2. Exploratory data analysis: This is kind of a sanity check for the data. Before we go to explore a particular set of data, we first check if the data has sufficient information to draw statistically significant conclusions. We call this phase an exploratory data analysis phase. At Bunchball Labs, before we take a deep dive into data, we see if there are enough challenges and actions completed for the gamification experience of the client. Other common items in the list of exploratory data analysis are:
a. Calculating both the mean and median of activities: It is important to not only compute the total and mean of the activities but also the median. The actions on the web usually follow a long tail distribution . Fig. 4 shows the histogram of Salesforce Chatter usage of an enterprise gamification use case. The x-axis is the number of users and y-axis is the frequency of Salesforce Chatter posts. The median for the graph is 24 and the average is 63 - almost 3 times to the median. So, calculating both mean as well as median helps us get a sense of the data distribution and also detects the presence of outliers.
b. Clustering: Clustering the data along different dimensions can be a good precursor to asking specific questions from the data. Clustering also helps you understand if there is any natural grouping within the data. Fig. 5 shows the k-means clustering for an Enterprise (Salesforce) gamification experience of a client with the number of clusters (denoted by k) equal to 3 using R software . The features here are different type of challenges users take on Salesforce and the goal is to understand if there are some natural groups. The higher the separation for the different colors of the bubbles, the better the discrimination is along those features. In Fig. 5, we see good discrimination along certain dimensions and poor along others. The below graph is just one example to see the results, but there could be many other ways to analyze clustering.
3. Forming hypothesis: After performing exploratory data analysis, we start with hypothesis formation. For example, some of the things we hypothesize are:
- Which first few actions does a user with better usage take?
- Do the users who take more video actions also engage in more social activity?
- Are people who receive more comments/likes on Salesforce Chatter also better performers on their jobs?
4. Data massaging and Reformatting: Data is usually not in the format we want and is stored by an engineer in a data warehouse. So pulling the data out and massaging it into a format our algorithm can accept is an important step.

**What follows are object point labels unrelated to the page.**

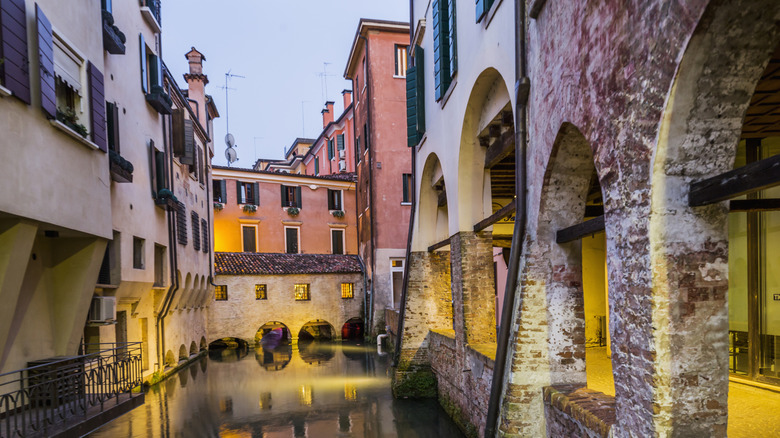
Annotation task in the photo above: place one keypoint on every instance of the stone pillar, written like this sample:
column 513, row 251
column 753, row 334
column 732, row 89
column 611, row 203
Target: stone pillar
column 428, row 307
column 473, row 287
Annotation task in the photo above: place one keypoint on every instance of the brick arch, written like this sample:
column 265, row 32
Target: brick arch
column 698, row 137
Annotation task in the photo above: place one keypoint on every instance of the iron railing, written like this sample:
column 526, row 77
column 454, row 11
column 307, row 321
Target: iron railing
column 41, row 399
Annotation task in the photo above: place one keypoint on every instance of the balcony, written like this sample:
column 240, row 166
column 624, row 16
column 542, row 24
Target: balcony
column 121, row 170
column 159, row 100
column 113, row 38
column 69, row 396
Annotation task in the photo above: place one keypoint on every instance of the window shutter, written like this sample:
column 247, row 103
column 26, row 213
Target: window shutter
column 97, row 109
column 13, row 48
column 46, row 56
column 144, row 83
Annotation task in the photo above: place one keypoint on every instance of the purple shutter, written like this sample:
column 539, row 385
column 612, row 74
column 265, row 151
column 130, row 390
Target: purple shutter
column 13, row 35
column 46, row 56
column 97, row 107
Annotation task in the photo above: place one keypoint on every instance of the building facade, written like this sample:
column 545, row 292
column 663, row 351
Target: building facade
column 377, row 68
column 632, row 126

I use python scripts to do this, but any processing tool can be used
5. Running Experiments: “Running experiments” is the meat of the whole process but it actually takes the least amount of time if you are not writing much of your own code. Packages like R , LibSVM , etc. already exist in a stable form and are used by a large number of researchers.
We used LibSVM to identify the characteristics of long-term vs. short-term users for the gamification program of one of our clients. We categorized the user actions into five categories – social, video, game, mobile and registration. We treated the problem of identifying the long-term vs. short-term users as a classification problem with long-term users belonging to class +1 and short term belonging to class -1, input being the first 10 actions. We see that the first desirable actions a user needs to take are Social, Video, Game, Mobile and Registration (in order of importance). This order was determined by the value of the coefficient in the SVM model as shown in Table 1. A sample SVM model with separating hyperplanes is shown in Fig. 6.

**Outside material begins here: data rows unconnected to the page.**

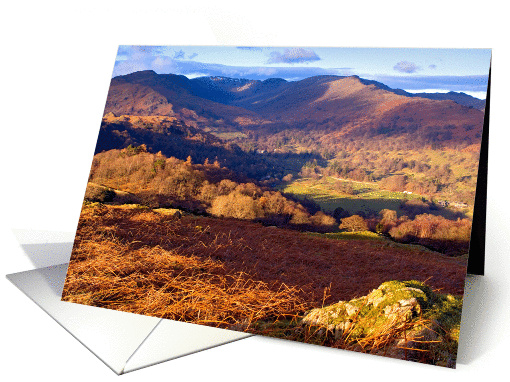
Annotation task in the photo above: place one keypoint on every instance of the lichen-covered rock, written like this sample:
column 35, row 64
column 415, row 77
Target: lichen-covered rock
column 405, row 316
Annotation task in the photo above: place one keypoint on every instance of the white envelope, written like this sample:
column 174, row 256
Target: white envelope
column 123, row 341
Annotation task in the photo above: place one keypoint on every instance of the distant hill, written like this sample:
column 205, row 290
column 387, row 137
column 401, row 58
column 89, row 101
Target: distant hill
column 335, row 107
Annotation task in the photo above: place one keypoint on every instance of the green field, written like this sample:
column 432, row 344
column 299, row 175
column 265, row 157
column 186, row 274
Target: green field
column 368, row 197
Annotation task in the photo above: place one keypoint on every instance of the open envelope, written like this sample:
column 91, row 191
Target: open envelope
column 123, row 341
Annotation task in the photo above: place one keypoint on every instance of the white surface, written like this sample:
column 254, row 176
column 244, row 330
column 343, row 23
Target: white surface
column 56, row 63
column 123, row 341
column 173, row 339
column 111, row 335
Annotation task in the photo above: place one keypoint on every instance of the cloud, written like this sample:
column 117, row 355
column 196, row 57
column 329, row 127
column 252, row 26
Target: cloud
column 292, row 56
column 256, row 48
column 476, row 83
column 179, row 54
column 406, row 67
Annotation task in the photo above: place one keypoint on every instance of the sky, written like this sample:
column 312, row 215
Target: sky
column 411, row 69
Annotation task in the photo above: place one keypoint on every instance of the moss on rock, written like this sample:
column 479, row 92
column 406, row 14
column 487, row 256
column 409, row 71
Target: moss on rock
column 400, row 319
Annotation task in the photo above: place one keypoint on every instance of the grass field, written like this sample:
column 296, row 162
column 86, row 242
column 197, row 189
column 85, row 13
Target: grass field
column 367, row 197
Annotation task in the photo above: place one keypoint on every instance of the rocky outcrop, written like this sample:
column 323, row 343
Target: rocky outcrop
column 405, row 320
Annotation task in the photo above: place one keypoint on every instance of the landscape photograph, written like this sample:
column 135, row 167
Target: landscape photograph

6. Communicating your results: Once we have the results we were looking for, we communicate our results to the Product Managers, Engineers and Strategists because these people bring our ideas to life. For example, the SVM results we obtained in Step 5 were used to design the next phase of digital strategy for our clients
7. Iterating (Improve or die): Lastly, we make it a point to learn from our current data models and keep improving on them .
One question you might ask after reading this is - "how can such a system be scaled?" Well, one can only scale the system when he/she has a good understanding of it. If something is done without understanding, it is invariably doomed to fail. Our strategy at the Labs is to understand first and scale next. Also, once we identify clients with similar use-cases we run the same experiments on them.
"A journey of a thousand miles begins with a single step". We have taken the first step towards building a highly personalized gamification experience for our clients and are exploring new frontiers everyday.